Abstract
In this article, we begin by reviewing the literature regarding the interaction between national bureaucratic systems and international actors and institutions. In particular, we find Keohane and Nye's notion of “complex interdependence” to be useful in understanding the emerging interactions and multifaceted nature of public administration. This is demonstrated by a case study of the successful partnership between Fiat and Chrysler, in which several public bureaucracies were essential. We conclude with our observations about public administration in an increasingly interdependent and globalizing world and offer an agenda for future research in the field.
Notes
1Globalization usually refers to a multi-dimensional process whereby markets, firms, productions, and national financial systems are integrated on a global scale. At the same time, globalization in other areas of life, such as communications, might have ramifications in non-economic areas too, as in cultural affairs—and these can have a subsequent political consequence (CitationBrawley, 2003, 12–17).

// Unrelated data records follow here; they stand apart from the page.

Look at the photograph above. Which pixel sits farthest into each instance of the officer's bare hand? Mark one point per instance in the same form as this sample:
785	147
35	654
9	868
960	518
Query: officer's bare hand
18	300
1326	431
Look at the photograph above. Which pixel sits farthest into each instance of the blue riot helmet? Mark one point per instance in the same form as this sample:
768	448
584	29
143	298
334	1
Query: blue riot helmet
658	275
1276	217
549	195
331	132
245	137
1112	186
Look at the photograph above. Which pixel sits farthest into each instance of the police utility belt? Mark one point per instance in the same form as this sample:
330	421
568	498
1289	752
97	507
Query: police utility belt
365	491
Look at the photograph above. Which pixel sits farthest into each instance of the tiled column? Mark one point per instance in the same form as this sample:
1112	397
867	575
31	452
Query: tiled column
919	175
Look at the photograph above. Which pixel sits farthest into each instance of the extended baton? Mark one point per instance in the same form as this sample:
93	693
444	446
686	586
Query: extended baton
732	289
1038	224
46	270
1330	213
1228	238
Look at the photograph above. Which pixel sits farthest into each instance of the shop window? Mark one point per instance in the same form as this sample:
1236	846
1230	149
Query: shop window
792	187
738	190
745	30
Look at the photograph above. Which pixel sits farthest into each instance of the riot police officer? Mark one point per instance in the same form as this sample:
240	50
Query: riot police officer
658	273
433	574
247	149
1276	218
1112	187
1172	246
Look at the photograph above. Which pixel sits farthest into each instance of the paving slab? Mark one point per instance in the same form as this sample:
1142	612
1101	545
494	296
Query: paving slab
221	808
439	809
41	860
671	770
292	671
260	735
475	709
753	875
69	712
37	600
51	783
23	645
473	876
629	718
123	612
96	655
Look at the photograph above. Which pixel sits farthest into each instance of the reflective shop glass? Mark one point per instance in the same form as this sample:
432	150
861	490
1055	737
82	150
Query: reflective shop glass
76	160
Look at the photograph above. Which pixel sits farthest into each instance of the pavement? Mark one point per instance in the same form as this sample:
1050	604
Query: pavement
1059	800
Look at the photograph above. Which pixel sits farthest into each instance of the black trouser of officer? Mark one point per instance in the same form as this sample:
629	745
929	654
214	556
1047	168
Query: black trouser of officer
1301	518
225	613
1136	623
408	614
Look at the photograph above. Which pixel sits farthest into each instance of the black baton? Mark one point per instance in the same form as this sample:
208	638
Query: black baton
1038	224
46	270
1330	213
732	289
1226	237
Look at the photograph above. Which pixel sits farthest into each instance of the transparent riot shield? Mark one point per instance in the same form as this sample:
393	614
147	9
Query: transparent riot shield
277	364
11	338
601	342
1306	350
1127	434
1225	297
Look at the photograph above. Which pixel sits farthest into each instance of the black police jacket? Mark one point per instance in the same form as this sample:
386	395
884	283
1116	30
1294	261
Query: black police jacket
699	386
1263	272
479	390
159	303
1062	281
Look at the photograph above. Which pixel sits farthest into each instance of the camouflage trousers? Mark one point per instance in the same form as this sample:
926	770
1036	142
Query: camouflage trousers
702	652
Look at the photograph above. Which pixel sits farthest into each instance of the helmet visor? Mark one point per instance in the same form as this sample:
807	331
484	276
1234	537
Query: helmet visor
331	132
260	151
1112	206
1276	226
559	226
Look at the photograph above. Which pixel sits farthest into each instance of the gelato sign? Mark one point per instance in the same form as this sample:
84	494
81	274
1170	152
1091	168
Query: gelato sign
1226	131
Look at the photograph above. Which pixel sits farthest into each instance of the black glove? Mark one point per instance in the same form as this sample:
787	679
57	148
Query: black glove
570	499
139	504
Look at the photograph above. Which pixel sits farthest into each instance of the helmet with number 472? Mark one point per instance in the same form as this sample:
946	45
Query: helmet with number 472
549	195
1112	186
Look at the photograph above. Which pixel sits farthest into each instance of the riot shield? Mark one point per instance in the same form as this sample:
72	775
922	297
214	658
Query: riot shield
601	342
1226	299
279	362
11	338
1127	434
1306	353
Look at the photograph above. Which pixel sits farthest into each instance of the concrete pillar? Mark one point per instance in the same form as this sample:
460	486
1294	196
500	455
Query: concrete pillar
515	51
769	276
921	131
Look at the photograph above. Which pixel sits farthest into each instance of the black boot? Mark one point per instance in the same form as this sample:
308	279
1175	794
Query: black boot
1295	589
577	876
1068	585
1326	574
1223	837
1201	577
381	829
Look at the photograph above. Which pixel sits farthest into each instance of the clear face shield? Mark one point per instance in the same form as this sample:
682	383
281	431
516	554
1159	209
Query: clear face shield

2Globalization is not a process that involves the ‘retreat of the state’ because the state remains a strategic contested terrain, control of which is pivotal to world order. It is a process involving increased cross-border socio-economic activity, making it enormously difficult to distinguish between global and national—in fact, the global becomes the national and vice-versa. This renders the excessively vertical view of the world found in mainstream international relations theory in the form of traditional levels of analysis and dichotomous external-internal approaches increasingly meaningless (CitationBaker, 2000, 366–367).
3Given German sensitivity and vulnerability interdependence to the European automotive market, it is not surprising that GM's Opel division is currently expecting a loan from the German government in order to maintain operations in Germany (“Opel Aid,” 2010).